Published: March 2026
Now that I have a Local AI with Ollama I thought it would be helpful to have a way to interact with an AI agent that can handle operational tasks in my Proxmox environment. I built a Proxmox AI agent to handle simple day-to-day tasks like starting, stopping, rebooting my VMs LXC containers, straight from Telegram or Slack. It also monitors the whole cluster in real time and alerts me when something runs hot. The code and full setup instructions are in my GitHub repo.

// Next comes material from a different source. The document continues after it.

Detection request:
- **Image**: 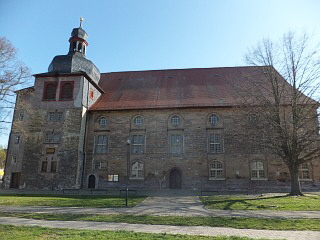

proxmox-ai-agent/ ├── ai_agent.py # agent core: LLM tool-calling loop + Proxmox tools ├── bot_slack.py # Slack frontend (Socket Mode) ├── bot_telegram.py # Telegram frontend ├── monitor.py # standalone resource monitor + alerts ├── memory.md # my cluster layout: names, aliases, VMIDs (not in repo) ├── docker-compose.yml # slack-bot, telegram-bot, monitor, agent-cli services ├── Dockerfile ├── env.example # Proxmox / LLM / bot credentials template └── requirements.txt
The key design point: both backends use the exact same Python script and the same set of API tools - create_vm, start_vm, stop_vm, reboot_vm, reset_vm, list_vms. Whether I point it at my local Qwen model or at OpenAI, only the .env file changes - nothing in the code.
Same agent core, two chat front-ends - I can manage the cluster from my Telegram or Slack channel:
Telegram - private bot, restricted to my user ID
Slack - Socket Mode bot in a team channel
Besides the chat bots, the agent also runs as an interactive CLI - handy for testing new tools or working directly on the box: docker compose run --rm agent-cli
The local backend is the same Ollama stack from my Local AI article, running on 12 GB of VRAM. I tested phi4:14b, qwen3.5:9b, qwen2.5:9b, and qwen2.5-coder:7b - all of them had some trouble following instructions, and I ended up settling on qwen2.5-coder:7b as the most reliable of the bunch.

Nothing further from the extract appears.